From System Administrator to Bug Bounty Hunter: A Journey into Web Security

I’ve been in IT for over 18 years, starting in 1st-level helpdesk support and progressing to a system administrator role. To be considered an expert, they say you need about 10 years in the field, so I feel pretty solid in my 18+ years of knowledge. Lately, I’ve also taken an interest in web development. I’m the first to admit that I’m no coder, and everything I’ve built has been for internal use only; at this stage, that’s where I’m comfortable.

The IT landscape has shifted significantly over my career, moving from on-premises setups to more cloud-based solutions. Years ago, we had over 130 in-house Windows servers, but that number is now less than a third as systems migrate to the cloud. Cybersecurity has grown rapidly, and as IT professionals, we’re deploying more online systems than ever. With data breaches becoming more frequent, it’s essential to understand what’s happening behind the scenes.
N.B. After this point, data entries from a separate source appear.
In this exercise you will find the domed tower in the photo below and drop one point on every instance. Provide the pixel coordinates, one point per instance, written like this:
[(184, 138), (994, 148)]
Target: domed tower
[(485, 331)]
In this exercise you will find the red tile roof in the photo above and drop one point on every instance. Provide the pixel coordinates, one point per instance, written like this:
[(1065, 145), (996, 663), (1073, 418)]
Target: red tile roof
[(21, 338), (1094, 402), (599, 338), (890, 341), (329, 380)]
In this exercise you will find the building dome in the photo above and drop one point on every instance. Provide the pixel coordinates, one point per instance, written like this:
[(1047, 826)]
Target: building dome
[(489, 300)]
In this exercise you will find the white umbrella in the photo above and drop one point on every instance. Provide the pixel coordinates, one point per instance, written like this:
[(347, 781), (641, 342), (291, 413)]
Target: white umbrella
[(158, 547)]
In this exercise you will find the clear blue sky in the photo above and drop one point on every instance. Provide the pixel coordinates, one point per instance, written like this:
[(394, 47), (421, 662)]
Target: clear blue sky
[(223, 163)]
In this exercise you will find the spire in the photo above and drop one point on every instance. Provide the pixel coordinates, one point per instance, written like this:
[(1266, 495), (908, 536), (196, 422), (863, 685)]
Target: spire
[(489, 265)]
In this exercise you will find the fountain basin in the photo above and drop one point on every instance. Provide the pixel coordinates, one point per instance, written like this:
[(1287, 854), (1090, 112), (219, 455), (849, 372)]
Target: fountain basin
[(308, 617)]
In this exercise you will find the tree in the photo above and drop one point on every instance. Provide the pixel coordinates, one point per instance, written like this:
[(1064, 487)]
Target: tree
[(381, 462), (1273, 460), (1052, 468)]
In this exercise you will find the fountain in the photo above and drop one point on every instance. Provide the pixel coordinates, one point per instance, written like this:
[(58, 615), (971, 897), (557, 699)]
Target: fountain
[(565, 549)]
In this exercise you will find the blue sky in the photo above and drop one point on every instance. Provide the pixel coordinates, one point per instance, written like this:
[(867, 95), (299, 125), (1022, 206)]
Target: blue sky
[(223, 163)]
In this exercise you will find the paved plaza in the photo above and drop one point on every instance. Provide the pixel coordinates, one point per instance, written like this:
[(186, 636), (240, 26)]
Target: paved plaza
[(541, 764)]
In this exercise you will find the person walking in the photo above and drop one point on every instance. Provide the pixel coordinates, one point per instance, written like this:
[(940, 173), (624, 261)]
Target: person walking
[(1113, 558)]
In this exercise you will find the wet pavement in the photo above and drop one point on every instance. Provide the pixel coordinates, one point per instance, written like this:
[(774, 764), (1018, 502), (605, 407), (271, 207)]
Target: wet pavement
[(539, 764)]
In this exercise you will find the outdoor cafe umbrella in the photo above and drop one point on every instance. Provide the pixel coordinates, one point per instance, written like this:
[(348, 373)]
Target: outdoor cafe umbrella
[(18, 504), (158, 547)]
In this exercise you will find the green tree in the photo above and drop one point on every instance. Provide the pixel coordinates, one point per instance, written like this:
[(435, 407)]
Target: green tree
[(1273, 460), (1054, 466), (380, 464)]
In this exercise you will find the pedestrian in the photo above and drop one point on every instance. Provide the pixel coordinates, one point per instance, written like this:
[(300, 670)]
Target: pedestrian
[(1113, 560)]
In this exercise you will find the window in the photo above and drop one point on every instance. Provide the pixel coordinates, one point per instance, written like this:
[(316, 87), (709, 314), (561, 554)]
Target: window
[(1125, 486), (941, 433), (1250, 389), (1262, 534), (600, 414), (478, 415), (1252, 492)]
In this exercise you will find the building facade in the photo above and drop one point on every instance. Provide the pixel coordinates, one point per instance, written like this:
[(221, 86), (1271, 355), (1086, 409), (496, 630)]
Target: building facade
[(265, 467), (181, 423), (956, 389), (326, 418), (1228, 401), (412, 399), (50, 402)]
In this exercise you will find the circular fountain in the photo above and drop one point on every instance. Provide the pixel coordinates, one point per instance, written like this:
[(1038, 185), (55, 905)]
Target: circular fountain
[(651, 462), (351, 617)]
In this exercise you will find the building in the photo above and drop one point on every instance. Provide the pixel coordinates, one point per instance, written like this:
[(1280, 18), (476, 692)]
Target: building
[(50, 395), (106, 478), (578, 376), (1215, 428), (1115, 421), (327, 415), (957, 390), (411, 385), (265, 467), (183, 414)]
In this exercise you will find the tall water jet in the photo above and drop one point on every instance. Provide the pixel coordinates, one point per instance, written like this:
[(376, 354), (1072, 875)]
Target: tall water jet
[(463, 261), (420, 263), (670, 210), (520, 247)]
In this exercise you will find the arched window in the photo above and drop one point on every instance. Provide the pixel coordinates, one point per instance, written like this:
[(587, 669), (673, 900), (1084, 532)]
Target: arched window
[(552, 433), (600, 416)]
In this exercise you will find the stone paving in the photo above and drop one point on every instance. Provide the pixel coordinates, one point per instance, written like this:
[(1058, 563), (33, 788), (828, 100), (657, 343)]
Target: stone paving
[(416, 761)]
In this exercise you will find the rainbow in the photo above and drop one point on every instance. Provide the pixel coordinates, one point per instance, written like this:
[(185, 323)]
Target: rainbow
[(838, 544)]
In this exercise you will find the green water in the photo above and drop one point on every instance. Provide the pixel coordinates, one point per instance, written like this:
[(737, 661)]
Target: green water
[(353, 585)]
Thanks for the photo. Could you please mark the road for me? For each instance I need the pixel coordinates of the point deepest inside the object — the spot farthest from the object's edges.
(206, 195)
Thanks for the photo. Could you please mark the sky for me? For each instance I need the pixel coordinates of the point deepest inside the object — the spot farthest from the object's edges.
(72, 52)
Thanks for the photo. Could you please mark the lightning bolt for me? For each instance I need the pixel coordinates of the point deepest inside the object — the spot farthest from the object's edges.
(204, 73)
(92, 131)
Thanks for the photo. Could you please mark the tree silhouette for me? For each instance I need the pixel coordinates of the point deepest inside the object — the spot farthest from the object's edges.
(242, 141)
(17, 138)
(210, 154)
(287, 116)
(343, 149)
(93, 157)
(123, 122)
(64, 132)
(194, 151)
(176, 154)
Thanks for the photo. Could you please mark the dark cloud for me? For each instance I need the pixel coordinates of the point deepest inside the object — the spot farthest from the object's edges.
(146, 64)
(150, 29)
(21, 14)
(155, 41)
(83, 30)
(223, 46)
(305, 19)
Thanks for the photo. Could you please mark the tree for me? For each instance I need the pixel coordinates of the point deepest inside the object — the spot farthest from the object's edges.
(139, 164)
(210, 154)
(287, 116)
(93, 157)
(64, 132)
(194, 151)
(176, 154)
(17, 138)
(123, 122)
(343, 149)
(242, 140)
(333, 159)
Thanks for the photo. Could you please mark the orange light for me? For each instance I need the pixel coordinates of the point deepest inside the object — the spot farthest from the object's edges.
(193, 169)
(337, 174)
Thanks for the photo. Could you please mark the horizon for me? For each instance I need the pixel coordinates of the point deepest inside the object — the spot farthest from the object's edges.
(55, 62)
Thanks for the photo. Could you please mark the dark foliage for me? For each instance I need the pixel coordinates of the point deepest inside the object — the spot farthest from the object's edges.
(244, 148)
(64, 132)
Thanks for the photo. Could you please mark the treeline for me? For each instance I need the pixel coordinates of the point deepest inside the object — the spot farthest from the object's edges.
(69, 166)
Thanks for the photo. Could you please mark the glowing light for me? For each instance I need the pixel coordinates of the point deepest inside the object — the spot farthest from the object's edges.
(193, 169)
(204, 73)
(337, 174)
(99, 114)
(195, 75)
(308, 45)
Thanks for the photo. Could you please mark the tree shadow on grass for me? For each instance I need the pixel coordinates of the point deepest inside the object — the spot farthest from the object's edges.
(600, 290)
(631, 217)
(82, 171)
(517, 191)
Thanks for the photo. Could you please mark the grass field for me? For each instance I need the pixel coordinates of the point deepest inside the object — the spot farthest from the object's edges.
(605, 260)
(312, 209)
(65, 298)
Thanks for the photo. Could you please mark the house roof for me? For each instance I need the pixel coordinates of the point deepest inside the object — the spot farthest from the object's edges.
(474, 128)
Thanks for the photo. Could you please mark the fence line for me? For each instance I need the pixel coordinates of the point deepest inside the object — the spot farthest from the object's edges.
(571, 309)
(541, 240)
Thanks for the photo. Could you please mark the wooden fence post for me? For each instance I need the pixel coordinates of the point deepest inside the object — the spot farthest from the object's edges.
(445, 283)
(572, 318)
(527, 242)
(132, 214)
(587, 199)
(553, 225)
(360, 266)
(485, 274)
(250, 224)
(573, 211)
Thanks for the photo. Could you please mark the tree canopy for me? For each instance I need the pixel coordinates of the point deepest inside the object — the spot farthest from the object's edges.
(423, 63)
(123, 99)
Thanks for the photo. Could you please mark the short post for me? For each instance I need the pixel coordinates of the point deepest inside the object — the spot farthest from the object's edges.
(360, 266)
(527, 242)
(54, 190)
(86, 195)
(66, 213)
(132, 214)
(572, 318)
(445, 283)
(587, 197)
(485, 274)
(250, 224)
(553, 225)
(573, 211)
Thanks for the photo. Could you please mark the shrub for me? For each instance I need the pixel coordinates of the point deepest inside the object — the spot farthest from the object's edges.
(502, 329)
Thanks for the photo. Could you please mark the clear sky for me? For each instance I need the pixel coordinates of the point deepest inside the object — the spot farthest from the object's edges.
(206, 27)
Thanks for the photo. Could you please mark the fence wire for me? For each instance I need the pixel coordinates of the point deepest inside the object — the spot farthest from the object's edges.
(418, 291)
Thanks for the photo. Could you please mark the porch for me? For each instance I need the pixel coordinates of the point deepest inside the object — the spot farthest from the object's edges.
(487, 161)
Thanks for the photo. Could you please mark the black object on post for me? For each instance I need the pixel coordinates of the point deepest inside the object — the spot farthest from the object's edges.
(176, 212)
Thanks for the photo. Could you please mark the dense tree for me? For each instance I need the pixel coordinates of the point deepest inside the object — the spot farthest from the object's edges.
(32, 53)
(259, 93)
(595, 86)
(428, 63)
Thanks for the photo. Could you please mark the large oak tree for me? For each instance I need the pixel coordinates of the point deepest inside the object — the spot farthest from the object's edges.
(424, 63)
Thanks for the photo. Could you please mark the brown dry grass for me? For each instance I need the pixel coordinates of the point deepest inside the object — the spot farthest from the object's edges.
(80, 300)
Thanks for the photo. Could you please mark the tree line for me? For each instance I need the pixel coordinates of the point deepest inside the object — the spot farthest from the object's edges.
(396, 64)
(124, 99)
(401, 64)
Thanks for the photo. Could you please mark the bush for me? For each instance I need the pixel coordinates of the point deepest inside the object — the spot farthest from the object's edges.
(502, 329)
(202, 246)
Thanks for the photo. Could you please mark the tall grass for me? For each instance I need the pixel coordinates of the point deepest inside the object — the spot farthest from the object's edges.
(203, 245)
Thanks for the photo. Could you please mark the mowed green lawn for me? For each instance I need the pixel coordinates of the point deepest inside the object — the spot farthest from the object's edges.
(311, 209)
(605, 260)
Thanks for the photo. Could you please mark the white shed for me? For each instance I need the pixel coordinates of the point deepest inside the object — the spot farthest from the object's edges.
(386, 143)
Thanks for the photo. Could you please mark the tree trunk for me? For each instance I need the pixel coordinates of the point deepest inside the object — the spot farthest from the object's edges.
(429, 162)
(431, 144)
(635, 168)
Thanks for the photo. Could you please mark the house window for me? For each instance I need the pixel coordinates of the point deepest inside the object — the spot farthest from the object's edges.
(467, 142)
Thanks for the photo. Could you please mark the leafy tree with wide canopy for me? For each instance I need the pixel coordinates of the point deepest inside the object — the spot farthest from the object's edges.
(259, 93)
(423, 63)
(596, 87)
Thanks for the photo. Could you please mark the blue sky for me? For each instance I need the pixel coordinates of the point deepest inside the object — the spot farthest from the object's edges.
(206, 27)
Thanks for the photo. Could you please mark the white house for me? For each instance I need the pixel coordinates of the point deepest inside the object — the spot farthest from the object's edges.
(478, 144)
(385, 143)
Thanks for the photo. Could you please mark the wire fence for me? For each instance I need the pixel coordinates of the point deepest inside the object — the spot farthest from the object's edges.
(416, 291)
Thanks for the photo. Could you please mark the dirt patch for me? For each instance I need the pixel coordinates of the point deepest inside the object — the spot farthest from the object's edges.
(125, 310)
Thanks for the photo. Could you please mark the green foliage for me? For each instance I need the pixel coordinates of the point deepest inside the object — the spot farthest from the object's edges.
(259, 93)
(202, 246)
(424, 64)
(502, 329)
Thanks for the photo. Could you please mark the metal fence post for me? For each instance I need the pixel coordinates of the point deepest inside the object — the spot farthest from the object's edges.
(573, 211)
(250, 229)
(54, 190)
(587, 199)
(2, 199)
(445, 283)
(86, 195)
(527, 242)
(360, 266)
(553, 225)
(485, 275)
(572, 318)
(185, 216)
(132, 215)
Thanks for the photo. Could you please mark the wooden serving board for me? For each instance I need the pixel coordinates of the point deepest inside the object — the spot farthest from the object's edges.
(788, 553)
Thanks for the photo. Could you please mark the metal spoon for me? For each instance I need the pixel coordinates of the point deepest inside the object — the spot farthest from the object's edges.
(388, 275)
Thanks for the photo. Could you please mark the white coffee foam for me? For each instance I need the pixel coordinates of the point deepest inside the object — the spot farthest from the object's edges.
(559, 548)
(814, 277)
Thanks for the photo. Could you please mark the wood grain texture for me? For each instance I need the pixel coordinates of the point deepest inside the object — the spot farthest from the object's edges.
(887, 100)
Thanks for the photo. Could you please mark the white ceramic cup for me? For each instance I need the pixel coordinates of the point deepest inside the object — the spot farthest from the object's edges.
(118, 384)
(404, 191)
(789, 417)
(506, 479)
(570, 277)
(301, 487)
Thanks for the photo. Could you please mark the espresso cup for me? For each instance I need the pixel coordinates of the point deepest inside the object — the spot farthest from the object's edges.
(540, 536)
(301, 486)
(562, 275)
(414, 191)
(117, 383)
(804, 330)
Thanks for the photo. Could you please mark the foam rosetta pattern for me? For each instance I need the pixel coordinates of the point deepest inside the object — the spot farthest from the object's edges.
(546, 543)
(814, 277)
When it comes to deploying workstations, servers, or NAS devices, I instinctively know the steps to secure them. But with web applications, I’m often relying on the companies behind them to prioritize security. While bug bounty programs help keep developers accountable, it’s concerning that in 2024 we’re still hearing about plaintext credentials, SQL injections, XSS vulnerabilities, and other security flaws. So, what exactly are these vulnerabilities, and how do they work? Well its time to find out.

When I code, I sometimes wonder if I might be introducing vulnerabilities that could leave unintended gaps, potentially inviting hackers to exploit my applications and embed themselves in my systems. This made me think about the risks and inspired me to learn more about secure coding.

Luckily, I have a small training budget at work, so I figured, why not use it to dive into Application Security (AppSec), to learn along with hands-on experience and learn from my mistakes? There’s a lot to absorb, and while online resources are a great start, many hands-on labs created by experts offer valuable, practical learning opportunities. I’ve always enjoyed understanding how things work under the hood, so I decided to build a PHP application with a MySQL backend as a custom CMS, using it as a foundation to enforce what I’m learning and teach me to code more securely.

I figured the best place to start would be with an administration portal, as every CMS includes one. So, with the help of AI, I began building it. I started by asking for guidance on setting up a basic administration portal and tailoring it as a training tool for my learning journey

I’ll be using the popular LAMP stack (Linux, Apache, MySQL, and PHP). Since Linux servers aren’t my strongest area, I set up an Ubuntu 22.04 server and installed Virtualmin to ensure that LAMP is configured correctly, focusing more on the coding than on the server setup.

Because this project is entirely internal in my lab, I decided to go all out: I set up internal DNS servers, a local Certificate Authority (CA), and I plan to add a mail server later on to fully simulate a real-world server environment. As I mentioned, I’m not comfortable deploying my application on the public web just yet.

I’m stepping out of my comfort zone, and I’m sure I’ll make a few newbie mistakes along the way. Let’s see if this old dog can learn some new tricks!